Can You Find the RCU-Usage Bug?

Again, the code fragment is as follows:

struct foo {
	struct list_head list;
	int key;
	int data;
};

LIST_HEAD(mylist);
DEFINE_SPINLOCK(mylock);
struct foo *cache;

int search(int key, int *data)
{
	struct foo *p;

	rcu_read_lock();
	p = rcu_dereference(cache);
	if (p != NULL && p->key == key)
		goto found;
	list_for_each_entry_rcu(p, &mylist, list)
		if (p->key == key) {
			rcu_assign_pointer(cache, p);
			goto found;
		}
	rcu_read_unlock();
	return -ENOENT;
found:
	*data = p->data;
	rcu_read_unlock();
	return 0;
}

int insert(int key, int data)
{
	struct foo *p = kmalloc(sizeof(*p), GFP_KERNEL);

	if (p == NULL)
		return -ENOMEM;
	p->key = key;
	p->data = data;
	spin_lock(&mylock);
	list_add_rcu(&p->list, &mylist);
	spin_unlock(&mylock);
}

int delete(int key)
{
	struct foo *p;

	spin_lock(&mylock);
	list_for_each_entry(p, &mylist, list)
		if (p->key == key) {
			list_del_rcu(&p->list);
			spin_unlock(&mylock);
			synchronize_rcu();
			kfree(p);
			return 0;
		}
	spin_unlock(&mylock);
	return -ENOENT;
}

So, can you spot the bug, which appeared in my first-ever attempt to use RCU back in the early 1990s? (A similar bug in the Linux kernel has recently been fixed, however, as noted in the comments, there are some important differences. Remember them, and some future posting will be quite easy for you to solve.)
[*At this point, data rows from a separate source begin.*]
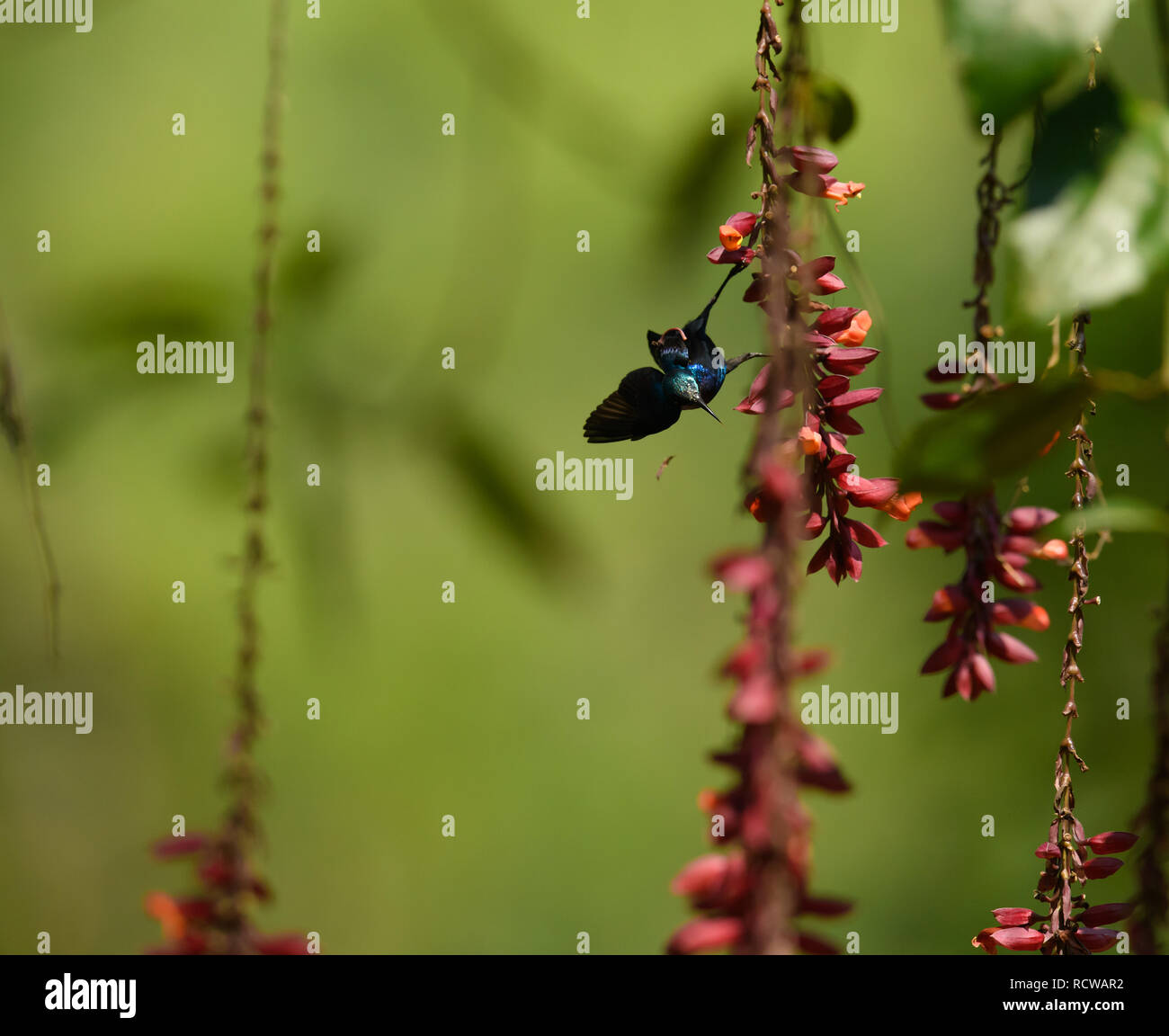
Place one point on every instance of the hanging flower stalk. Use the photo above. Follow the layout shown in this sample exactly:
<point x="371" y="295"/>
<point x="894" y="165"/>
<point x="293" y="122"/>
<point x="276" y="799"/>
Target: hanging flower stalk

The problem is that the delete() function fails to check the cache pointer. This means that after delete() returns, cache might point into the freelist, which could cause immense trouble for a future call to search().

One fix is as follows:

int delete(int key)
{
	struct foo *p;

	spin_lock(&mylock);
	list_for_each_entry(p, &mylist, list)
		if (p->key == key) {
			list_del_rcu(&p->list);
			rcu_assign_pointer(cache, NULL);
			spin_unlock(&mylock);
			synchronize_rcu();
			free(p);
			return 0;
		}
	spin_unlock(&mylock);
	return -ENOENT;
}

You could of course check to see if the cache pointer actually points to the element being deleted, but if the difference matters a lot, other adjustments are probably in order.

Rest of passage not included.